La Chiesa cattolica del Salvador contro lo sfruttamento delle risorse minerarie
“I progetti che prevedono lo sfruttamento del settore minerario portano poco sviluppo
e molti danni ambientali, economici e sociali”, a lanciare l’allarme è la Caritas
del Salvador, ribadendo la posizione adottata alcuni mesi fa dalla Conferenza episcopale
del Paese, che richiedeva alle autorità governative di negare i permessi per lo sfruttamento
del sottosuolo richiesti da diverse compagnie minerarie. Secondo quanto riferisce
l’agenzia Fides, l’arcivescovo di San Salvador e presidente della Conferenza episcopale,
mons. Fernando Sáenz Lacalle, ha dichiarato che l’episcopato ritiene “che il settore
minerario non sia conveniente per il Paese, a causa dei danni che provoca”, mentre
il direttore nazionale della Caritas, mons. Luis Fernando Trujillo, ha annunciato
che, in merito alla questione, prossimamente verrà pubblicata una nota ufficiale della
Chiesa. Mons.
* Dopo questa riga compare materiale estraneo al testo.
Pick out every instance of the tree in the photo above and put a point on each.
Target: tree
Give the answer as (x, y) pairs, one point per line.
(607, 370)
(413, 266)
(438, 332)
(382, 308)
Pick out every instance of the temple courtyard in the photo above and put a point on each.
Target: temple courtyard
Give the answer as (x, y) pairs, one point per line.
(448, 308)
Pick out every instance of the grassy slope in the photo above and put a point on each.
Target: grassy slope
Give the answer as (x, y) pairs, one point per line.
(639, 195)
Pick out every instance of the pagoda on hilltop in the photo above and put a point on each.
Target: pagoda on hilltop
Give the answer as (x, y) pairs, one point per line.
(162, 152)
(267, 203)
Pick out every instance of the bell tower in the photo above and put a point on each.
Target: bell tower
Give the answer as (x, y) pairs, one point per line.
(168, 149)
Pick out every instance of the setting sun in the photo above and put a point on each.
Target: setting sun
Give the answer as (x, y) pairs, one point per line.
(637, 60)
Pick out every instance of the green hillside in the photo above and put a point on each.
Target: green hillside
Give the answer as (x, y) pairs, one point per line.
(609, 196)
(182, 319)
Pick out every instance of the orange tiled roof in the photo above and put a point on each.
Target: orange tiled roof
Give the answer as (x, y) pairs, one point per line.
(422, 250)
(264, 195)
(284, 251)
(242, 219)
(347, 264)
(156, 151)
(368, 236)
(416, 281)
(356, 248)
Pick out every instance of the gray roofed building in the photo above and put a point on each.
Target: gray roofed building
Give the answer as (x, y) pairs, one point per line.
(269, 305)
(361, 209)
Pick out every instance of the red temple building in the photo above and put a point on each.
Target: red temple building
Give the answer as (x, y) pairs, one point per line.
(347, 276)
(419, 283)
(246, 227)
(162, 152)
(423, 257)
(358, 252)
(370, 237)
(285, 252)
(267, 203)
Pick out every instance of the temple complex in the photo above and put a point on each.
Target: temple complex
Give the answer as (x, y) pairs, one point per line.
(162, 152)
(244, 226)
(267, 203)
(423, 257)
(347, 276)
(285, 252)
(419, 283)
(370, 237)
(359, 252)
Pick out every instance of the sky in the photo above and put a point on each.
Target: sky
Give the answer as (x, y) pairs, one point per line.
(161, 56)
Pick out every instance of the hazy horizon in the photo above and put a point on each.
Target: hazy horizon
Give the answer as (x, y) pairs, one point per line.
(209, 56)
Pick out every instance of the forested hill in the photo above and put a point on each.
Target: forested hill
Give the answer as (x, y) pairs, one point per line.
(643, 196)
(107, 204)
Trujillo è anche intervenuto all’assemblea del settore minerario e,
rivolgendosi ai rappresentanti della Compagnia canadese Pacific Rim e del Centro di
ricerca sull’investimento e sul commercio (CEICOM), ha sottolineato che l’evento è
stato organizzato “per rafforzare le nostre considerazioni ed esprimere meglio le
nostre motivazioni del rifiuto per il settore minerario”. Fino ad oggi, il ministero
dell’Economia ha concesso oltre 30 licenze a 21 compagnie canadesi, statunitensi e
australiane che vogliono estrarre oro, argento e altri minerali preziosi dal sottosuolo
salvadoregno, attività che porterebbero danni irreversibili all’ecosistema e alle
comunità, mettendo in grave pericolo le risorse idriche, a causa dell’uso di materiali
tossici come il cianuro. Valutazioni confermate dai ricercatori del CEICOM, secondo
i quali l’acqua inquinata dai residui tossici reca danno non solo alla salute delle
persone, ma pregiudica anche le attività per la sopravvivenza della popolazione e
genera conflitti nelle comunità. A seguito degli appelli provenienti dagli esperti
e dalla società civile si sono opposte alla realizzazione di questi progetti perfino
organizzazioni vicine al governo, come la Commissione nazionale per lo sviluppo. (M.G.)